That unreliable combat math is exciting because its not predicable across the entire adventure. Adventure day is a marathon not a sprint so obviously it isnt gonna work entirely the way you want an encounters based game to. 5E is trying to give us both what we want, but I suspect neither will ever be entirely satisfied.
That is why I said I was "unsure" if daily attrition is a "benefit". Maybe the unpredictability is a benefit, at least according to the personal taste of some.
Because a daily caster can choose to go nova or not, any particular encounter can be trivialized. This choice that dailiers have makes combat math difficult or impossible.
Math is not unreliable, it is more reliable. Balancing around full-resource encounter whilst keeping the fights still challenging means the game becomes very randomly deadly. Or alternatively fights become pointless.
In other words, little or no combat math.
And if you assume attrition, there is no reason why you cannot balance different classes with it.

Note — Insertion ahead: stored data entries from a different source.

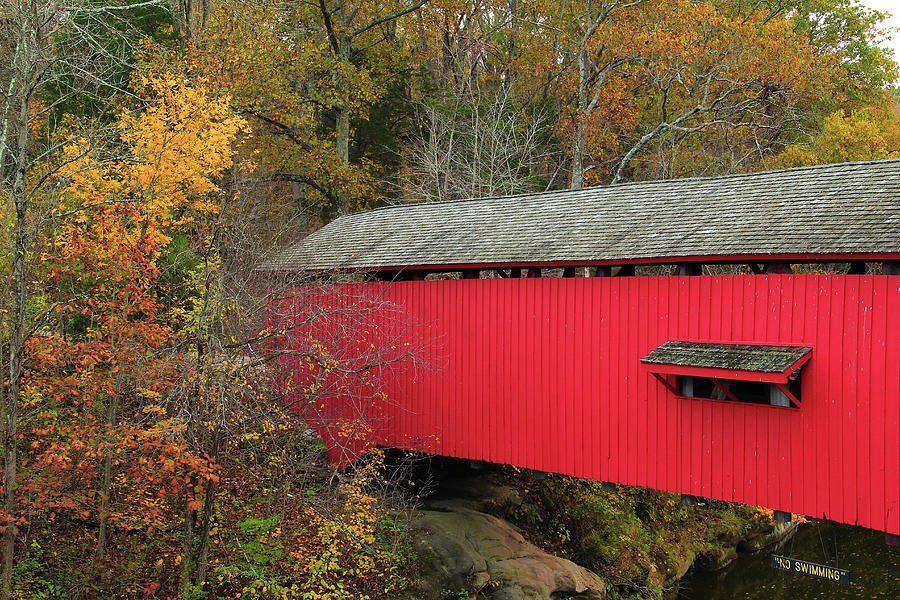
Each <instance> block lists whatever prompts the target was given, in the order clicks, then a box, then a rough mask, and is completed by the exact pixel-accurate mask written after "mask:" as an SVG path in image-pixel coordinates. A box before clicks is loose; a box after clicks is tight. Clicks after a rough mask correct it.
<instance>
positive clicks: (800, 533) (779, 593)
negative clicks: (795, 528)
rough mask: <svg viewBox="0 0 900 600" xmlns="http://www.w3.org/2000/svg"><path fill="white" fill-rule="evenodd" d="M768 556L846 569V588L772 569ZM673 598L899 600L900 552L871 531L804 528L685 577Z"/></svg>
mask: <svg viewBox="0 0 900 600" xmlns="http://www.w3.org/2000/svg"><path fill="white" fill-rule="evenodd" d="M772 554H780V555H783V556H789V557H791V558H795V559H800V560H806V561H810V562H814V563H819V564H827V565H829V566H832V567H839V568H841V569H847V570H849V571H850V585H849V586H847V585H843V584H840V583H834V582H830V581H826V580H824V579H818V578H815V577H810V576H808V575H803V574H800V573H795V572H789V571H780V570H777V569H774V568H773V567H772V566H771V564H772V558H771V557H772ZM674 597H675V598H677V599H678V600H764V599H765V600H770V599H775V600H812V599H816V600H823V599H826V600H827V599H830V598H842V599H843V598H867V599H870V598H878V599H885V600H900V547H895V546H888V545H887V544H886V543H885V540H884V533H881V532H878V531H872V530H871V529H863V528H861V527H852V526H849V525H842V524H839V523H832V522H830V521H821V522H814V523H809V524H804V525H801V526H800V529H799V530H798V531H797V533H796V534H795V535H794V536H793V538H791V539H789V540H787V541H786V542H785V543H784V545H783V546H782V547H781V548H777V547H776V548H770V549H767V550H764V551H762V552H760V553H758V554H754V555H742V556H739V557H738V559H737V560H735V561H734V562H733V563H731V564H730V565H729V566H728V567H726V568H725V569H723V570H722V571H719V572H715V573H700V572H697V573H694V574H692V575H689V576H688V577H686V578H685V579H683V580H682V581H681V585H680V587H679V589H678V592H677V594H675V595H674Z"/></svg>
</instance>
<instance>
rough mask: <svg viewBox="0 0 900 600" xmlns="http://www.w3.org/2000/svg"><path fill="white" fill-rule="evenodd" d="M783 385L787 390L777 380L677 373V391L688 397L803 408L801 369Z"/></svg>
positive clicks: (676, 379) (712, 399)
mask: <svg viewBox="0 0 900 600" xmlns="http://www.w3.org/2000/svg"><path fill="white" fill-rule="evenodd" d="M795 375H796V376H795V377H794V378H793V379H790V380H789V381H788V382H787V383H786V384H784V387H785V388H786V389H787V391H788V392H789V393H790V396H789V395H788V394H785V392H784V391H782V389H781V388H779V386H778V385H777V384H775V383H771V382H766V381H746V380H741V379H717V378H710V377H698V376H695V375H677V376H676V381H677V386H676V387H677V390H678V395H679V396H683V397H685V398H700V399H708V400H731V401H735V402H744V403H748V404H768V405H771V406H782V407H785V408H800V404H799V403H800V400H801V396H800V385H801V383H800V382H801V378H800V377H799V371H797V372H795Z"/></svg>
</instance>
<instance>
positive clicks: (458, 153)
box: [404, 88, 548, 201]
mask: <svg viewBox="0 0 900 600" xmlns="http://www.w3.org/2000/svg"><path fill="white" fill-rule="evenodd" d="M419 114H420V121H421V123H422V125H421V133H420V135H419V141H418V143H416V144H415V145H414V146H413V148H412V149H411V151H410V152H409V153H408V155H407V156H406V161H405V162H406V165H407V167H406V168H407V173H408V177H407V178H406V182H405V186H404V194H405V195H406V196H407V197H409V198H412V199H416V200H425V201H439V200H456V199H461V198H480V197H486V196H505V195H510V194H517V193H524V192H529V191H535V190H539V191H543V190H545V189H546V188H547V181H546V179H544V178H542V177H540V176H538V175H537V174H538V173H539V172H540V169H541V163H542V162H543V160H542V158H543V157H542V156H541V153H542V151H543V148H542V144H541V138H542V129H543V128H545V127H547V125H548V120H547V119H544V118H542V116H541V115H538V116H536V117H530V116H529V115H527V114H526V112H525V108H524V107H519V106H516V101H515V99H514V98H513V94H512V92H511V90H509V89H506V88H504V89H499V90H497V89H491V88H487V89H486V90H484V91H473V92H472V93H471V94H467V95H466V96H463V97H451V98H445V99H443V100H441V101H438V102H432V103H430V104H426V103H422V104H421V105H420V109H419Z"/></svg>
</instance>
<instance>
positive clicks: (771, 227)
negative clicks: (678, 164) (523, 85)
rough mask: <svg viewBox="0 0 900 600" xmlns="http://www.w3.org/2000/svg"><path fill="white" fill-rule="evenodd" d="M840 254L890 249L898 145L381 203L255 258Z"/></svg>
mask: <svg viewBox="0 0 900 600" xmlns="http://www.w3.org/2000/svg"><path fill="white" fill-rule="evenodd" d="M851 260H869V261H887V260H900V159H896V160H883V161H869V162H860V163H843V164H837V165H823V166H816V167H805V168H799V169H788V170H781V171H767V172H762V173H751V174H741V175H729V176H724V177H710V178H690V179H679V180H666V181H650V182H639V183H628V184H623V185H616V186H597V187H591V188H586V189H583V190H561V191H552V192H545V193H539V194H524V195H518V196H505V197H495V198H479V199H471V200H459V201H450V202H436V203H421V204H404V205H400V206H392V207H386V208H380V209H376V210H371V211H366V212H361V213H355V214H351V215H346V216H343V217H340V218H338V219H336V220H335V221H333V222H331V223H329V224H328V225H326V226H325V227H323V228H322V229H320V230H318V231H316V232H314V233H312V234H311V235H309V236H307V237H306V238H305V239H303V240H301V241H300V242H298V243H296V244H294V245H293V246H290V247H289V248H287V249H286V250H284V251H283V252H281V253H280V254H278V255H277V256H276V257H275V258H273V259H271V260H269V261H267V262H265V263H263V264H262V265H261V266H260V267H259V268H258V270H261V271H283V272H300V271H304V272H316V271H366V270H402V269H427V270H445V271H449V270H459V269H475V268H500V267H535V266H581V265H585V266H588V265H603V264H607V265H626V264H665V263H679V262H704V263H717V262H718V263H727V262H754V261H755V262H768V261H786V262H843V261H851Z"/></svg>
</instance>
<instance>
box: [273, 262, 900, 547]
mask: <svg viewBox="0 0 900 600" xmlns="http://www.w3.org/2000/svg"><path fill="white" fill-rule="evenodd" d="M335 289H336V290H338V291H337V292H336V291H335ZM335 289H332V290H330V291H328V292H327V293H316V294H314V296H315V297H314V299H312V300H309V299H304V298H302V297H301V298H299V299H298V301H297V303H296V306H295V307H294V311H295V312H302V311H303V310H308V306H311V305H316V304H318V305H329V303H332V304H335V303H337V304H340V303H343V305H344V306H352V305H353V303H354V302H357V303H358V302H363V303H365V302H369V301H370V300H371V299H373V298H378V299H383V300H384V301H386V302H388V303H391V304H392V305H396V306H398V307H399V312H396V311H392V310H389V309H388V308H385V307H382V309H376V310H372V311H371V315H370V316H369V317H367V319H368V320H367V319H366V318H359V319H356V320H355V321H354V320H353V319H349V320H348V319H347V318H343V317H342V319H325V320H324V321H323V320H321V319H320V320H317V321H315V322H314V323H313V324H311V325H310V326H309V327H308V328H306V329H304V330H303V331H300V330H299V329H298V330H296V331H294V332H293V333H292V336H293V338H294V339H295V340H297V341H298V343H300V340H303V339H304V336H308V335H316V336H318V337H320V338H322V339H323V340H324V341H325V342H326V343H333V344H336V346H337V347H343V348H344V351H346V352H353V351H359V349H360V348H361V347H371V345H372V344H374V345H375V346H378V345H380V344H382V345H383V344H385V343H386V342H387V343H390V344H393V345H397V346H399V347H400V349H402V348H403V347H404V346H403V344H404V343H406V342H409V343H410V344H411V347H413V346H417V347H418V348H417V351H418V352H419V353H420V354H423V355H425V357H426V363H427V364H425V365H418V366H415V365H411V364H409V363H408V362H406V361H401V362H398V363H395V364H391V365H390V366H389V367H386V368H384V369H382V370H381V371H380V374H379V375H377V377H376V379H378V380H380V385H381V386H382V387H383V388H384V389H385V391H386V392H387V402H383V403H379V402H378V401H377V399H374V398H373V397H372V395H371V392H368V393H367V392H364V391H360V390H358V389H355V388H353V389H354V393H353V394H352V396H354V397H355V399H356V400H357V401H358V402H357V405H360V406H361V405H362V404H365V403H369V404H374V405H377V406H378V408H377V409H371V408H370V409H369V410H370V411H371V410H375V412H376V413H378V411H380V413H379V414H383V416H384V420H383V421H381V425H382V426H381V427H377V428H376V432H375V433H374V434H373V437H372V438H371V439H369V440H367V442H368V443H375V442H377V443H382V444H385V445H390V446H396V447H401V448H409V449H415V450H422V451H426V452H435V453H439V454H445V455H449V456H456V457H461V458H472V459H483V460H488V461H493V462H505V463H510V464H514V465H517V466H522V467H530V468H534V469H539V470H544V471H552V472H560V473H568V474H574V475H579V476H584V477H590V478H594V479H598V480H604V481H613V482H618V483H624V484H631V485H643V486H648V487H654V488H659V489H664V490H669V491H674V492H682V493H690V494H696V495H704V496H710V497H714V498H720V499H724V500H732V501H737V502H744V503H748V504H757V505H761V506H767V507H770V508H775V509H779V510H786V511H791V512H797V513H801V514H807V515H813V516H817V517H821V516H823V515H825V516H827V517H828V518H831V519H834V520H838V521H843V522H848V523H858V524H859V525H863V526H867V527H873V528H876V529H883V530H886V531H889V532H891V533H900V442H898V437H900V277H894V276H818V275H769V276H731V277H627V278H572V279H551V278H547V279H490V280H452V281H427V282H403V283H394V284H382V283H377V284H376V283H370V284H354V285H346V286H336V288H335ZM310 293H311V292H310ZM301 296H302V294H301ZM338 299H339V301H338ZM379 301H380V300H379ZM351 321H352V322H351ZM348 338H354V339H353V340H348ZM673 339H690V340H710V341H724V342H728V341H733V342H743V343H770V344H793V345H799V344H803V345H810V346H812V347H813V356H812V359H811V360H810V362H809V363H808V364H807V365H806V366H805V367H804V368H803V375H802V377H803V380H802V386H803V390H802V401H803V406H802V408H801V409H799V410H792V409H783V408H775V407H769V406H761V405H752V404H735V403H731V402H720V401H711V400H710V401H705V400H689V399H682V398H676V397H675V396H673V395H672V394H671V393H670V392H668V391H667V390H666V389H665V388H664V387H663V386H662V385H660V384H659V383H658V382H657V381H656V380H655V379H653V378H652V377H651V375H650V374H649V373H648V371H647V370H646V369H644V368H643V367H642V365H641V364H640V362H639V359H640V358H641V357H642V356H644V355H646V354H647V353H648V352H649V351H650V350H652V349H653V348H655V347H657V346H658V345H660V344H662V343H663V342H665V341H667V340H673ZM341 340H344V341H341ZM396 352H399V350H396ZM388 354H389V355H390V352H389V353H388ZM285 361H286V364H287V365H288V366H289V367H290V368H292V369H294V370H295V374H294V384H295V385H296V386H297V388H298V389H302V388H303V386H304V384H305V383H308V378H309V375H310V373H309V368H306V367H303V366H302V364H301V363H300V362H299V361H298V360H297V359H285ZM361 381H362V380H361V379H360V380H358V381H355V382H353V381H350V382H348V381H343V382H342V384H343V385H344V386H345V388H346V386H350V387H351V388H352V386H354V385H357V386H360V387H365V386H363V384H362V382H361ZM295 399H296V398H295ZM349 404H352V403H350V402H349V400H348V399H346V398H345V400H344V401H343V404H342V402H341V401H333V400H332V401H331V403H330V404H329V405H328V406H324V405H323V406H322V410H323V412H322V417H321V421H320V424H321V426H322V427H325V428H326V429H327V428H328V426H330V425H332V424H333V420H334V419H335V418H337V417H338V416H344V417H352V416H353V415H357V416H358V415H360V414H362V408H352V407H350V406H347V405H349ZM327 434H328V432H327V431H326V436H325V437H326V440H331V439H332V438H330V437H329V436H328V435H327ZM334 443H337V440H336V439H335V442H334ZM358 450H359V448H357V447H353V449H352V451H358ZM351 454H352V452H351Z"/></svg>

During 4e and 2014, player feedback was often highly resistant to giving Fighters daily powers because it felt too magical for them.
Maybe in 2024, the Proficiency Bonus times per day is a compromise, but this comes with very much bookkeeping if a number of Fighter powers work this way.
How about healing? Is it impossible for characters to sustain injuries that could not be instantly shrugged off in most fantasy fiction?
Healing is its own narrative and balance issue. After 4e, 2025 seems to be getting used to the idea of spending hit dice. Also, I like the way the new Exhaustion mechanic works. As DM I can impose it without feeling too guilty, and it might signify injuries once reaching zero hit points, without too much of a death spiral.
Then again, there are still no "broken bones" in D&D, mechanically speaking.
TV shows are not games and more importantly they are not games that involve multiple people. While RPGs lean on genre conventions, they also have to produce unpredictable outcomes. Perhaps a storygame where you have better control over the narrative would be more enjoyable?
Sure, but if you are arguing from the perspective of good game mechanics, then wonky disparity between Fighter and fullcasters is dubious.